Peter Sean Brown was born in Philadelphia and was unlawfully detained by the Monroe County Florida Sheriff’s Office. They threatened him with deportation to Jamaica and mocked his pleas for help. Now he’s teamed with the Southern Poverty Law Center and on Monday, he filed a lawsuit against Monroe County Sheriff Rick Ramsay.
“There has to be a stop at some point,” Brown said, “before it becomes all of us.”
Per the SPLC Center:
The suit is the first to challenge a Florida sheriff for unlawfully detaining people at ICE’s request as part of a Basic Ordering Agreement (BOA), ICE’s latest scheme to use local law enforcement to find and deport immigrants.
It’s worth noting that 17 Florida counties reportedly receive $50 for every person they detain for ICE.
Per The Miami Herald:
Brown turned himself into the Monroe County Sheriff’s Office for a probation violation on April 5 after he tested positive for marijuana, according to The Miami Herald. He was charged with resisting an officer with violence in 2016 and sentenced to drug offender probation for two years and six months.
On April 26, a judge added 12 more months to his probation and ordered Brown’s release. Instead, he remained in custody and was later told he was on his way to an ICE detention center in Miami. His eventual destination was going to be Jamaica, a country he only visited once during a cruise.
Despite his efforts to repeatedly prove he’s an American citizen, the sheriff’s office insisted on holding him.
“It is not up to us to determine the validity of the ICE hold. That is between you, your attorney and ICE,” the office wrote in response to one of his requests.
The officers even made fun of his plight, according to the lawsuit filed by the ACLU.

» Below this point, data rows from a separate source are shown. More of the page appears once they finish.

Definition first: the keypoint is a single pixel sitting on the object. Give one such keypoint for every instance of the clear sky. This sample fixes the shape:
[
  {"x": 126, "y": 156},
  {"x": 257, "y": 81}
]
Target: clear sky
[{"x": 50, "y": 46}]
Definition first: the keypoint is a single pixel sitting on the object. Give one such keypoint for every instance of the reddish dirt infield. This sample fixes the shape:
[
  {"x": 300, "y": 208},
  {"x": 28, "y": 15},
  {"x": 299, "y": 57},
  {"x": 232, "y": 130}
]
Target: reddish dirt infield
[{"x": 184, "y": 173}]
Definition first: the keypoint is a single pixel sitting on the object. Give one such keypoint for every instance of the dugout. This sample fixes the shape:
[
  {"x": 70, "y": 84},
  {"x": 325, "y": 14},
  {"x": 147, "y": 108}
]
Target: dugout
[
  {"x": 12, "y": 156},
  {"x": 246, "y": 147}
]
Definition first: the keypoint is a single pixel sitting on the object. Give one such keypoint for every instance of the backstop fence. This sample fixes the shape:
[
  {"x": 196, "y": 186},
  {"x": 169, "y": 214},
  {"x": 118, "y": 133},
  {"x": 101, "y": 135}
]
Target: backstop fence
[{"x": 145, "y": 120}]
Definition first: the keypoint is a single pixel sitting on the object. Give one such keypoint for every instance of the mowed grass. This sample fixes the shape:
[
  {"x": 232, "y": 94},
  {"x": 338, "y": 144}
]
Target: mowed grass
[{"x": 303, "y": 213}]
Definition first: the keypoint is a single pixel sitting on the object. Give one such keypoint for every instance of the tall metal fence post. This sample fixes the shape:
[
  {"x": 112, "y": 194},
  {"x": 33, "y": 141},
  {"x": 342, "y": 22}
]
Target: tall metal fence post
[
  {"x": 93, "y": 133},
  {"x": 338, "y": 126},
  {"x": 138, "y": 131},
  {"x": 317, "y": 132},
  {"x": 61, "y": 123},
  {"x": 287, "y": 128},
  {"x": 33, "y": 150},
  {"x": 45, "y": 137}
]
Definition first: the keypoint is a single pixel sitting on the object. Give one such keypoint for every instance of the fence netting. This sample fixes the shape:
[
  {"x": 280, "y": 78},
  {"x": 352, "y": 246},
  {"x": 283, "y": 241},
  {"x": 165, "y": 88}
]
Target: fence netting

“The Sheriff’s officers mocked him. After Mr. Brown told them he was born in Philadelphia, one of the guards sang him the theme song to the 1990s TV show Fresh Prince of Bel Air—which references being ‘born and raised’ in West Philadelphia. The guard then told Mr. Brown to stop ‘bothering’ him,” it read.
Officers also told Brown, “Yeah, whatever mon, everything’s gonna be alright,” in a Jamaican accent.
As a gay man, Brown was especially worried about Jamaica’s climate of homophobia.
“Mr. Brown was terrified. As a gay man, he feared that he would be subject to abuse in detention once he arrived in Jamaica,” said legal documents.
He was eventually taken into ICE custody and it wasn’t til Brown’s roommate faxed his birth certificate to ICE agents did they finally agree to review the document. Once they confirmed he was a citizen, he was released on April 27, days before his scheduled trip to Jamaica.
“I would never have expected in a million years that this would happen,” Brown said in a video from the ACLU. “With policies like this and people implementing them like that, it’s only going to continue. There has to be a stop to it at some point before it becomes all of us.”
The suit is asking for monetary compensation for damages and payment of Brown’s legal fees, the report states.